-1

I am now studying Python, and I am trying to solve the following exercise:

Assuming there is a list of words in a text file, My goal is to print the longest N words in this list.

Where there are several important points:

  1. The print order does not matter
  2. Words that appear later in the file are given priority to be selected (when there are several words with the same length, i added an example for it)
  3. assume that each row in the file contains only one single word
  4. Is there a simple and easy solution for a short list of words, as opposed to a more complex solution for a situation where the list contains several thousand words?

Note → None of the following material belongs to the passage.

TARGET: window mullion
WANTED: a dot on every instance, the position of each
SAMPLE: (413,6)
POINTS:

I have attached an example of the starting code to a single word with a maximum length,

And an example of output for N = 4, for an explanation of my question.

Thanks for your advice,

word_list1 = open('WORDS.txt', 'r')

def find_longest_word(word_list):
    longest_word = ''
    for word in word_list:
        if len(word) > len(longest_word):
            longest_word = word
    print(longest_word)

find_longest_word(word_list1)


example(N=4):
WORDS.TXT
---------
Mother
Dad
Cat
Bicycle
House
Hat

The result will be (as i said before, print order dosen't matter):

Hat
House
Bicycle
Mother

thanks in advance!

jpp
  • 159,742
  • 34
  • 281
  • 339
Itay Av
  • 69
  • 3
  • 10
  • 1
    Possible duplicate of [Python: Finding Longest/Shortest Words In a List and Calling Them in a Function](https://stackoverflow.com/questions/26132770/python-finding-longest-shortest-words-in-a-list-and-calling-them-in-a-function) – Andras Deak -- Слава Україні Sep 09 '18 at 13:28
  • @AndrasDeak hi, When I wrote my question, I saw the question you were talking about. These are not the same questions, because in your question it is about finding the longest and shortest string, Ie the return of two values (maximum and minimum). Whereas in my question, I would like to print the longest N strings. That is, printing of N strings. This is the difference between the questions, thank you. – Itay Av Sep 10 '18 at 07:40

3 Answers3

3

One alternative is to use a heap to maintain the top-n elements:

import heapq
from operator import itemgetter


def top(lst, n=4):
    heap = [(0, i, '') for i in range(n)]
    heapq.heapify(heap)

    for i, word in enumerate(lst):
        item = (len(word), i, word)
        if item > heap[0]:
            heapq.heapreplace(heap, item)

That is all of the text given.